Out of a reflex of distrust, I refuse to participate in any kind of loyalty program of the outlet of the large retail store around the corner.

I tell myself that by refusing to join the loyalty program (which basically comes down to scanning an anonymous loyalty card every time I make a purchase), I prevent them from adding my correlations (what products I buy, in what combos, at what time) to their data.

But since I normally pay by card, I guess they can (and do) already do that with my bank account information?

If I would pay with cash, they can still see those correlations per purchase, but they can't track my purchases over time?

  • chauncey [he/him]
    ·
    3 months ago

    The American Prospect has some really good recent articles about this. We've entered a new age of personal pricing. Companies have so much data on us that the price that I see when I visit a website is no longer necessarily the price that you see.

    https://prospect.org/economy/2024-06-04-one-person-one-price/

  • D61 [any]
    ·
    edit-2
    3 months ago

    Depends on the store.

    Your non chain store that has a loyalty program, probably doesn't have the interest or capital to pay some third party to manage the data collection and analysis to try to direct market things to you.

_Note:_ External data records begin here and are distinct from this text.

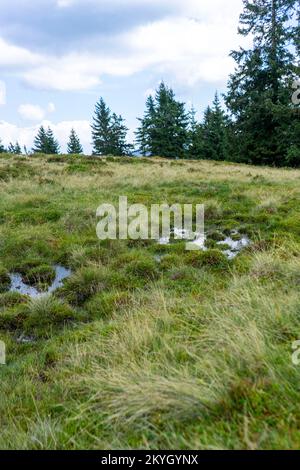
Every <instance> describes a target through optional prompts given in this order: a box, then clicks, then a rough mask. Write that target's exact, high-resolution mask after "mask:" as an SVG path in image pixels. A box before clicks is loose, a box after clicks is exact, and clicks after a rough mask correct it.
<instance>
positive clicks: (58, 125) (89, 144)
mask: <svg viewBox="0 0 300 470" xmlns="http://www.w3.org/2000/svg"><path fill="white" fill-rule="evenodd" d="M41 125H43V126H44V127H46V128H47V127H48V126H50V127H51V129H52V130H53V132H54V134H55V136H56V137H57V139H58V140H59V143H60V145H61V149H62V151H63V152H66V150H67V142H68V139H69V135H70V131H71V129H72V128H74V129H75V131H76V132H77V134H78V135H79V137H80V140H81V143H82V145H83V147H84V150H85V152H86V153H90V152H91V144H90V142H91V129H90V123H89V121H62V122H59V123H57V124H54V123H52V122H51V121H47V120H43V121H41V122H40V123H39V124H36V125H34V126H30V127H18V126H16V125H15V124H11V123H9V122H5V121H0V136H1V139H2V142H3V144H4V145H5V146H7V145H9V143H10V142H16V141H18V142H19V143H20V145H21V146H22V147H23V146H24V145H26V147H27V149H28V150H30V149H31V148H32V146H33V141H34V137H35V136H36V134H37V132H38V129H39V127H40V126H41Z"/></svg>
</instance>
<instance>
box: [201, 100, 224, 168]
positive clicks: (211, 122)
mask: <svg viewBox="0 0 300 470" xmlns="http://www.w3.org/2000/svg"><path fill="white" fill-rule="evenodd" d="M228 125H229V122H228V119H227V117H226V115H225V112H224V111H223V109H222V107H221V103H220V100H219V96H218V93H216V94H215V98H214V101H213V106H212V108H211V107H208V108H207V109H206V111H205V113H204V123H203V156H204V158H206V159H209V160H228V158H229V141H228Z"/></svg>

    Worked at a co-op grocery store for a while. The "owners" could use their owner number to keep track of their purchases to count towards their patronage refund amount and it also allowed some limited ability to look at full transaction information to deal with misrings, returns without recipts, etc. in the decade that I worked there, there was no effort or interest (even though the people running the coop at the highest level were definitely "business goober" types) to try to use the info for direct marketing or to sell to a data broker.

  • 🐋 Color 🍁 ♀@lemm.ee
    ·
    edit-2
    3 months ago

    It probably depends on the store. I habitually pay via physical money, because in the event of a cyberattack I can still use it.